Why is it important to both train your child in godly ways and discipline him out of ungodly ways? Explain how this fits into the “put off the ungodly, put on the godlymodel of biblical sanctification.

4. Examine the last five passages (Deuteronomy 21-Matthew 10) together. What do these passages teach us about the godly example we need to set for our children?

Sometimes we see implicit instructions to parents in passages that explicitly teach children how to treat and regard their parents. For example, if there were a verse that said, “Children, love your parents,” we could learn from that verse that we need to act in a way (lovable) that makes it easier for our children to obey that Scripture. Considering this concept, look at the Exodus 20 and Proverbs 1 passages. If your children are to honor you, in what manner should you behave? What should your teaching be like if your children are not to forsake it and to consider it a “graceful garland” and a “pendant”?

What is the context of Ezekiel 16? To whom is the parent/child metaphor in this  passage addressed? Explain the phrase “like mother, like daughter”. Why is it important to set a good example for our children with our own behavior, and why was this a good metaphor for God to use in addressing Israel’s unfaithfulness to Him?

Examine the Deuteronomy 21 and Matthew 10 passages together. What is to be a mother’s highest priority – her relationship with her child, even the life of her child, or her love for, obedience to, and loyalty to Christ? Do you love Christ more than your child?
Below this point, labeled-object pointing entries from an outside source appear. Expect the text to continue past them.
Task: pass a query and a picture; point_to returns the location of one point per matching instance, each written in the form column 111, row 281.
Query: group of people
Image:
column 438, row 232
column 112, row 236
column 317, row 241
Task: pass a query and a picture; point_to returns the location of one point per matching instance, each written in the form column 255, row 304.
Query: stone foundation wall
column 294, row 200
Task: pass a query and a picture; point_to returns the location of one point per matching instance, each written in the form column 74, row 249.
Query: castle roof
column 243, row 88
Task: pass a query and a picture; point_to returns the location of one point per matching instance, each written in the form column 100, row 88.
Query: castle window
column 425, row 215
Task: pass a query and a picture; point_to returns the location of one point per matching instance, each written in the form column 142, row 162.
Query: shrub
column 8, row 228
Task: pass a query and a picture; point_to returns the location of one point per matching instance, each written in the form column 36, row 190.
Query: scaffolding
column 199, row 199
If you had to choose between your child and Christ, whom would you choose? What message does it send to our children when we show and tell them that we love Christ more than we love them? How can you demonstrate to your child that your highest love and loyalty is reserved for Christ?


Homework

Examine each of the instructions in Deuteronomy 6:6-9. Make a list of practical ways your family could put each of these instructions into practice and discuss it with your husband. Together, pick one of these practices and implement it with your children this week.


Suggested Memory Verse

Whoever loves father or mother more than me is not worthy of me, and whoever loves son or daughter more than me is not worthy of me.